Digimon Adventure 02 – The Beginning

November 21, 2023

In animation, Review, Theatrical, This Week by Dov Kornits

… an alarming misfire …
by Cain Noble-Davies
Year: 2023
Rating: PG
Director: Tomohisa Taguchi
Cast:

(voice) Fukujurou Katayama, Megumi Ogata, Naozumi Takahashi

Distributor: Sugoi Co.
Released: 23 November 2023
Running Time: 81 minutes
Worth: $4.00

FilmInk rates movies out of $20 — the score indicates the amount we believe a ticket to the movie to be worth

… an alarming misfire …

Out of the larger canon of nostalgic late ‘90s-early 2000s gateway anime, Digimon has emerged as the one that is the most uncomfortable with being a nostalgic artifact.

What began as the boys’ answer to Tamagotchis, and was at one point a genuine Pokémon competitor, has now gotten to the point of continually trying to recapture the buzz of their original Adventure series with … mixed results.

The 2020 reboot was quite unnecessary, as was the bloated disappointment of Tri., and even its biggest recent success with Last Evolution Kizuna worked mainly because it was a direct answer against nostalgia chasing and clinging onto childhood obsessions. It’s like the series has a love-hate relationship with itself, and nowhere is that more prevalent than in this latest addition.

Following up Kizuna, Digimon Adventure 02 – The Beginning serves as something of an epilogue, featuring the regularly-sidelined Adventure 02 cast. However, they aren’t really the main characters here. Instead, they mainly exist as exposition prompters for new character Rui, the first human to ever have a Digimon partner. The backstory we get for him enters into the darkest territory that this franchise has seen yet, even outstepping the Lovecraftian cyberpunk of Tamers or the general horror aesthetic of Ghost Game. Not only that, but because this profound tonal shift is directly tied to key parts of series lore, it retroactively makes a lot of the Adventure continuity rather depressing to reflect on.
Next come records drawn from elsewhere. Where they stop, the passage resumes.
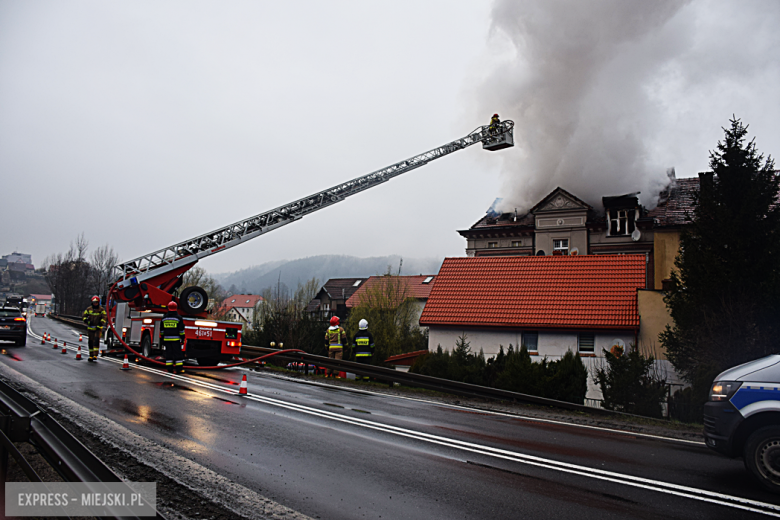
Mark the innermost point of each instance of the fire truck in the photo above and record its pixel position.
(145, 285)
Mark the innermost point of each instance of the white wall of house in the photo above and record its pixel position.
(552, 344)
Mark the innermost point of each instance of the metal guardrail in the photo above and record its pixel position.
(21, 420)
(432, 383)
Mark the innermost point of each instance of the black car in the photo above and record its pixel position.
(13, 326)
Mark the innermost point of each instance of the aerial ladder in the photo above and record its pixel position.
(148, 283)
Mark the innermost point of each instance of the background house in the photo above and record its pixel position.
(550, 304)
(418, 288)
(331, 300)
(241, 308)
(563, 224)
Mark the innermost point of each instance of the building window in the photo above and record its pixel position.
(621, 222)
(562, 245)
(586, 342)
(531, 341)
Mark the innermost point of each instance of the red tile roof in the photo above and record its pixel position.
(545, 292)
(413, 287)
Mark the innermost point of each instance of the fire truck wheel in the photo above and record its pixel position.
(193, 300)
(146, 346)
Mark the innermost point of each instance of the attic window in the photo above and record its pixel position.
(531, 341)
(562, 245)
(586, 342)
(621, 221)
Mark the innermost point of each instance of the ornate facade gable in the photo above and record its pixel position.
(559, 200)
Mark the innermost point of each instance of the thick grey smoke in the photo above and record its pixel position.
(595, 89)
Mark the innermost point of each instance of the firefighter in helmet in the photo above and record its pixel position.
(172, 338)
(95, 319)
(336, 339)
(364, 347)
(495, 122)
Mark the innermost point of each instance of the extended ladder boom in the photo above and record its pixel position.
(177, 256)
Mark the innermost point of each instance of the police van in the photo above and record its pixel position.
(742, 417)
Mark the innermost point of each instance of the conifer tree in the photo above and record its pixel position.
(725, 292)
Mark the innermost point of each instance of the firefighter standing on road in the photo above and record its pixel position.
(494, 124)
(364, 347)
(95, 318)
(171, 338)
(336, 339)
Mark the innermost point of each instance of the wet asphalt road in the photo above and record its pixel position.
(339, 454)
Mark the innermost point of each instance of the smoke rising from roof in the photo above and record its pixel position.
(597, 90)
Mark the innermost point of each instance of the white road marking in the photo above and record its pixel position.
(531, 460)
(508, 414)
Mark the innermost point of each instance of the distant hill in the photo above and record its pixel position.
(291, 272)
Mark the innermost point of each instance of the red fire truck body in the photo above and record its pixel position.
(208, 341)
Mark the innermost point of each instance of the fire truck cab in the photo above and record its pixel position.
(207, 341)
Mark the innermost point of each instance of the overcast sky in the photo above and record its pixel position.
(142, 124)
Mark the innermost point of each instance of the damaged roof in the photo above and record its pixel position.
(674, 202)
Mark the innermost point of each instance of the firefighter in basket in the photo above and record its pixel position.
(495, 124)
(172, 339)
(336, 339)
(95, 319)
(364, 347)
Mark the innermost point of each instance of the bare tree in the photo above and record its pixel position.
(103, 260)
(69, 275)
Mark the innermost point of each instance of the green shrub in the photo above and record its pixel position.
(568, 379)
(630, 385)
(565, 379)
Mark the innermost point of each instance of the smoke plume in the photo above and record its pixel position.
(583, 84)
Of course, the problem isn’t that it’s dark; it’s that it’s done badly. The tone of the writing can’t escape the general aura of angsty fanfiction, making the leaning into what is essentially trauma porn look that much more misguided, and because the 02 cast are still as kiddified as they were back in the day (Davis especially), it can’t reconcile just how dark the story gets. It even resorts to actual abuse apologia (both for relationships between Digimon and humans, and even between parents and children (?!)) in order to make everything fit properly.

To say that it doesn’t work is as much of an understatement as saying that the DigiDestined fighting a monster literally called Political Correctness is only slightly embarrassing, and that actually happened just a couple years ago. At least that wasn’t fully animated.
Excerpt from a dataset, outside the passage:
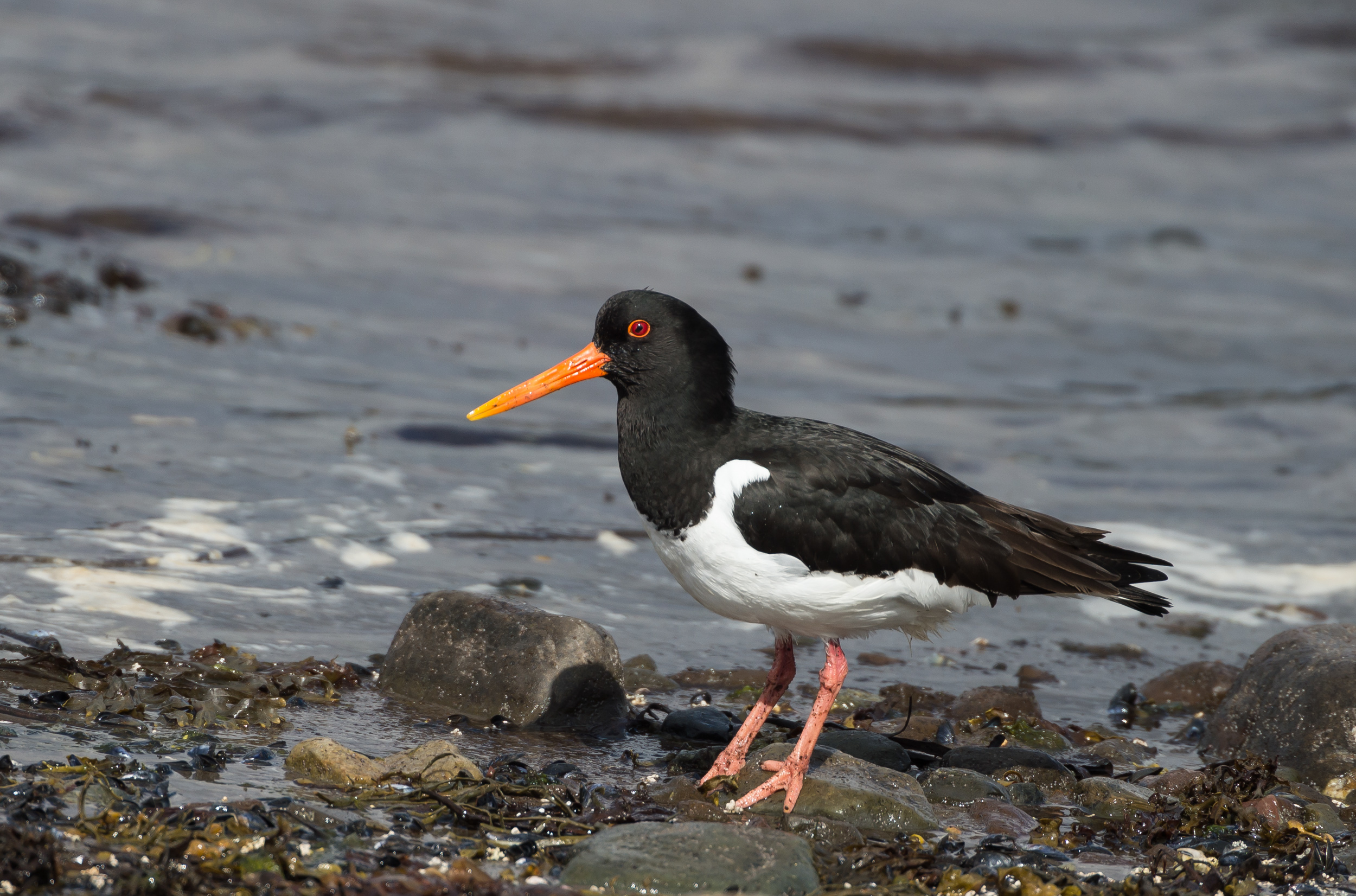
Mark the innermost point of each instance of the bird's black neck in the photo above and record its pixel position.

To make matters worse, because so much time is devoted to uncomfortable and frankly disgustingly mishandled grimdark material, it means that there is substantially less room for the fight scenes and the returning characters. There is all of one proper battle in this entire film, and well-animated and scored it may be, but it is far too short to make up for what it took to get to it. To say nothing of the presence of former despot Ken and his former slave Wormmon in the main cast, which shows that there is a precedent for this series to go this morbid, and yet that is never brought into play in the actual narrative itself. Even when they have an excuse to be this grim, they miss the mark.

Digimon Adventure 02: The Beginning is an alarming misfire that tries to split the difference between an audience who grew up on the original show, and new viewers that are the same age now that they were then, and ends up with the kind of weapons-grade repellent that might stop both of them from ever going near this property again; so dire is its attempt to bring ‘maturity’ into the story. Where Kizuna or Scott Pilgrim Takes Off or even the new Hunger Games went darker as a natural extension of what was already in the pre-existing material, this cuts the brakes and crashes into it out of seeming desperation. Just… no thanks.